©Dresdner Neueste Nachrichten 2006 - Konzert am 06.06.2006 in Leipzig

Gott im Quartett

Konzert in Leipzig

Von Mathias Wöbking
 

Der Mann, den Londoner Graffitisprüher vor zirka 40 Jahren mit nachhaltender Wirkung zu Gott erklärten, duldet Gitarrengötter neben sich - bis zu drei waren es beim Konzert Eric Claptons am Dienstag in Leipzig. Die Fans bekamen in der ausverkauften Messehalle 1 deshalb vor allem vier Dinge geboten: Soli, Soli, Soli und Soli.

Erster Solist: Robert Cray. Ausgiebige Bluesgitarrenläufe sind schon für den Chef der Vorgruppe von zentraler Bedeutung. Später schließt sich Cray noch mehrmals dem Hauptakteur an. Zweiter Solist: Doyle Bramhall II. Der 34-Jährige stand bereits bei der Welttour 2004 an Claptons Seite. Seine damalige Rolle als Wunderkind muss er allerdings nun an den dritten Solisten weiterreichen: an Derek Trucks. Zwei Tage vor seinem 27. Geburtstag zeigt der Slide-Gitarrist, dass selbst im Bluesrock - einem Genre, das Neuerungen nicht unbedingt offen gegenüber steht - noch völlig unerhörte Tonfolgen und Klangspiele möglich sind.

Da stehen also schon mal drei Ausnahmegitarristen auf der Bühne, und das spricht für Bescheidenheit wie Selbstbewusstsein des vierten Solisten: Eric Clapton. Dass er der Versuchung widersteht, mittelmäßige Musiker um sich zu scharen, um selbst umso heller zu strahlen, hat inspirierende Wirkung: Lange hat Mister Slowhand nicht mehr so einfallsreich und spielfreudig, ja, gerockt wie zurzeit. Mit "So Tired" und dem Titelsong finden denn auch lediglich zwei Stücke der eher poppig-souligen aktuellen Platte "Back Home" ihren Platz im zweistündigen Programm.

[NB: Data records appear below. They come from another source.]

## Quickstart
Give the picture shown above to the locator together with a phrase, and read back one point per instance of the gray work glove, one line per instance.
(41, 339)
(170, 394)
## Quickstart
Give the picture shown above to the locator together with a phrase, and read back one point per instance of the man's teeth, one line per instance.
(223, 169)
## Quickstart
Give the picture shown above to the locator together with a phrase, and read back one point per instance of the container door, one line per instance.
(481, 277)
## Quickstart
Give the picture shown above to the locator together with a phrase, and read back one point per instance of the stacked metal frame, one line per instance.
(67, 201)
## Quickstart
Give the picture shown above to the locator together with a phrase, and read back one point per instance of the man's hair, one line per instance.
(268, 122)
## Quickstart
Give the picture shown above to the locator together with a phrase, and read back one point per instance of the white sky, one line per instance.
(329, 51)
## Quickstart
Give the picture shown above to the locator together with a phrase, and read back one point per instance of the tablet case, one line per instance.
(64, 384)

Clapton ist kein Mann großer Worte. Erst nach zwei Stücken in 25 Minuten, in denen Clapton, Bramhall und Trust genau zehn Gitarrensoli untergebracht haben, räuspert er sich und sagt "Good evening". Später folgt noch ein paar Mal das guterzogene Wörtchen "Dankeschön" und schließlich ein zartes "Auf Wiedersehen". Mehr nicht. Mit einer Ausnahme: Nachdem sich die Musiker für die bei Clapton obligatorischen Unplugged-Klänge hingesetzt haben, sagt er: "This is for Billy". Es folgt "Back Home". "Oh Billy" singt er in dem Stück immer wieder wehmütig. Wenige Augenblicke vor dem Auftritt hat Clapton erfahren, dass sein Freund Billy Preston, der als fünfter Beatle Musikgeschichte geschrieben hat und noch vor einem Jahr für Clapton die Hammond-Orgel bediente, Stunden zuvor gestorben ist.

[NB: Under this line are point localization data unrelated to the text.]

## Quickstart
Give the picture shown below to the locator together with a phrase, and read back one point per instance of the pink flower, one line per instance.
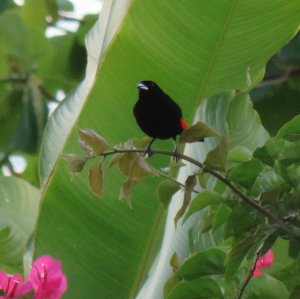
(263, 262)
(47, 278)
(13, 286)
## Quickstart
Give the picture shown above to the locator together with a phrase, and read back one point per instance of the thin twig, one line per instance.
(286, 75)
(292, 231)
(172, 179)
(250, 274)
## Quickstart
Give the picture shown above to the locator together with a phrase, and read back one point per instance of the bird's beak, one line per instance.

Bald darauf jedoch legen die Musiker die Lagerfeuer-Zupfgitarren wieder beiseite. Weiter geht's mit J. J. Cales Klassiker "After Midnight" und damit: mit lautem Rock - was an vielen Standorten der Halle leider gleichbedeutend ist mit undifferenziertem Lärm. Schade, dass Claptons erstes Konzert in den neuen Bundesländern nur in Bühnennähe im dafür angemessenen Sound zu erleben war. Dass zu der Zwölfer-Besetzung von Claptons Band auch drei Bläser und zwei Backgroundsängerinnen gehören, ist zwar zu sehen, aber im Klangdickicht oft nicht zu hören.

Die Hits "Wonderful Tonight", "Layla", "Cocaine" und, als Zugabe, "Crossroads" bereiten den Fans dennoch überall sichtlich großen Spaß. Nicht nur, weil es großartig ist, die vielfach kopierten Klassiker mal live vom Original zu hören. Sondern auch, weil die alten Lieder in der Interpretation der Seitenanfanghochkarätigen jungen Band gar nicht betagt klingen.